Forgotten War
- First edition
- Author: Professor Henry Reynolds
- Language: English
- Subject: Australian frontier wars
- Published: Sydney
- Publisher: NewSouth Publishing
- Publication date: 2013
- Pages: 280
- ISBN: 9781742233925
- Dewey Decimal: 994.0049915

= Forgotten War (book) =

2013 book by Henry Reynolds concerning the Australian frontier wars

Forgotten War is a 2013 book by Australian historian Henry Reynolds concerning the Australian frontier wars, a conflict between the British Empire and settlers on one side and Indigenous Australians on the other.

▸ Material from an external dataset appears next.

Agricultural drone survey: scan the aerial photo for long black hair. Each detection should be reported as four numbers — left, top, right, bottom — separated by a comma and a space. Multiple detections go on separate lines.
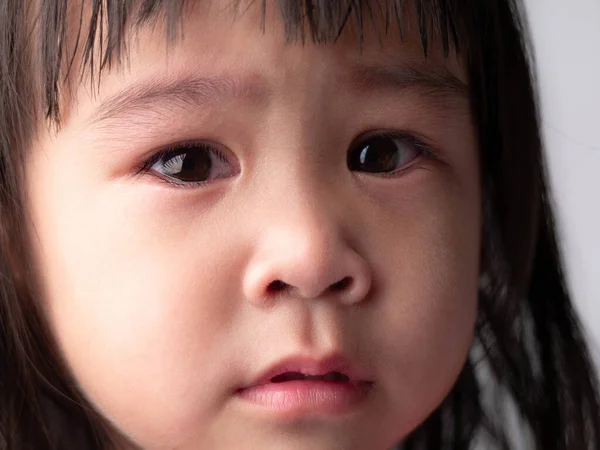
0, 0, 598, 449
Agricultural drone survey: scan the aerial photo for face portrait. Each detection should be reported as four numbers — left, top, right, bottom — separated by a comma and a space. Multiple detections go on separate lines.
24, 1, 481, 449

==Background and synopsis==
Forgotten War is a follow-up from Reynolds' previous work, The Other Side of the Frontier which argued British colonisation of Australia had involved significant levels of violence and conflict, the history of which has been largely ignored. Forgotten War is designed as a "thorough and systematic account" of the frontier wars. The book argues there can be no true reconciliation between Indigenous Australians and non-indigenous Australians without acknowledging the history of violence and conflict.

==Reception==
Historian Raymond Evans, writing for The Sydney Morning Herald described the book as a "closely argued account" which continues Reynolds' tradition of informing the "Australian public of things they need to know, but which many of them do not wish to hear." Evans concluded by praising Forgotten War as "an important and richly textured book - one that deserves wide reading and debate."

In the Sydney Review of Books Anna Clark wrote that "Reynolds is at his heartfelt and persuasive best here, as he explains the shared horrors of the frontier. He does so patiently and methodically, asking: Was it violent? (Yes.) Was it political and territorial? (Yes.) Was it war? (Yes.)"

===Awards and recognition===
Forgotten War received the Victorian Premier's Award for a Non-Fiction work at the 2014 Victorian Premier's Literary Awards with Reynolds receiving a $A25,000 prize. The judges praised Reynolds' work as "Elegantly written, authoritative and reflective" which "places our history in its contemporary context". The judges also noted that "Timely historical analysis of newly collated and discovered evidence shows that the coming of European settlers to Aboriginal territories was firmly defined as a frontier war by those involved at the time, government officials and settlers alike."

The book was also shortlisted for the 2015 Tasmanian Premier’s Literary Prize for best book with Tasmanian content in any genre and the Queensland Literary Awards History Book Award.